The task is much more straightforward than simple: roll out of bed, do something nice for yourself to start your day. All that rushing around just to go sit in traffic, then on your rump at the office, is not a nice, productive, or effective way to get this day started. But ‘snooze’ feels sooooooo good! Right, that may be true, but we deserve better than that. Imagine explaining to star-dust that it is solely & uniquely traveling across the universe just for the honor & privilege of hitting a coveted snooze button . . . we might end up with lots of tired old stars & no one to look at & gaze in wonder at them.
Wake up the first time . . . it isn’t easy, and the first several times aren’t fun, but waking up early is like any other skill: it takes practice. The beginning of Spring is as good a time as any to start a new practice.

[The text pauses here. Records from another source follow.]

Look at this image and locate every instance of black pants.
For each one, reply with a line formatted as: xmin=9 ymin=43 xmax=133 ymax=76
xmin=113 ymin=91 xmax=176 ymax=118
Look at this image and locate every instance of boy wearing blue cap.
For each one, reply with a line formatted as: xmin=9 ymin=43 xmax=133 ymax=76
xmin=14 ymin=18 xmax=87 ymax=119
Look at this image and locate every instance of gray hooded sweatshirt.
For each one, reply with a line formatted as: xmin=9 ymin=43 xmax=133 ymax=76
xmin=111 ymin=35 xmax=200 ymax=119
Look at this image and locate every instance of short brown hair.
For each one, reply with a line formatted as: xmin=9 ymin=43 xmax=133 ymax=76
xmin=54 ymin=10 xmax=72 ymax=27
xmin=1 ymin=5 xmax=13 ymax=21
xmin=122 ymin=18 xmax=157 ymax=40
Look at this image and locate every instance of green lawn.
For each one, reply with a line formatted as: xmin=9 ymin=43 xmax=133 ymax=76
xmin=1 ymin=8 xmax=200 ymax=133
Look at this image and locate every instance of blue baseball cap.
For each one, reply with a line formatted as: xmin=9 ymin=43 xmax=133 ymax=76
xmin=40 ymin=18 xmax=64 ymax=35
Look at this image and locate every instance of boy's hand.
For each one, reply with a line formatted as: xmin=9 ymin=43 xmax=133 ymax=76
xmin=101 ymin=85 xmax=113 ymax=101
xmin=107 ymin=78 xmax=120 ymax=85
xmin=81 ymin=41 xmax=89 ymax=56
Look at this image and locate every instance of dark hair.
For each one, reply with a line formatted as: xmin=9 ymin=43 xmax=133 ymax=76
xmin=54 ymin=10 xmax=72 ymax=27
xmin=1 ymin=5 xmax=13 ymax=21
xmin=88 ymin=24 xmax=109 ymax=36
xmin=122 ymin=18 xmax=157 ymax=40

Start tomorrow . . . starting life-changers on Monday is over-rated, and not scientifically guaranteed to work any better than any other day of the week.
Pick the right set . . . Do something hard enough to keep your curiosity piqued for the next few mornings, but not something so difficult that won’t survive this morning’s sunrise session.
Lay it out the night before . . . your running shoes & attire, your Kettlebell setup, or even your Barbell bumper & plate scheme, have whatever you choose ready so that you can begin as soon as you get your blood flowing with some Stretch, Flexibility or Flow movements.
Be consistent . . . that is the trick to everything. Showing up is great, but doing the work is what gives real & tangible value to showing up.
No one ever said this was going to be easy, but anyone who has been there will admit that it is worth it. Wake up & roll out!
- 10 KB Swings, EMOM (Every Minute On the Minute) for 10 Minutes
- Recover after each set with reverse grip pushups or reverse grip plank holds (If you are hitting your 10th Swing at the 15-20 second mark, get into & hold the plank for 15-20 seconds as well, or do 3-5 slow & easy pushups)
In 10 minutes you’ve completed 100 Kettlebell Swings, and quite possibly 30-50 Push-ups, or 2-3 minutes of Planks. Nice way to start any day.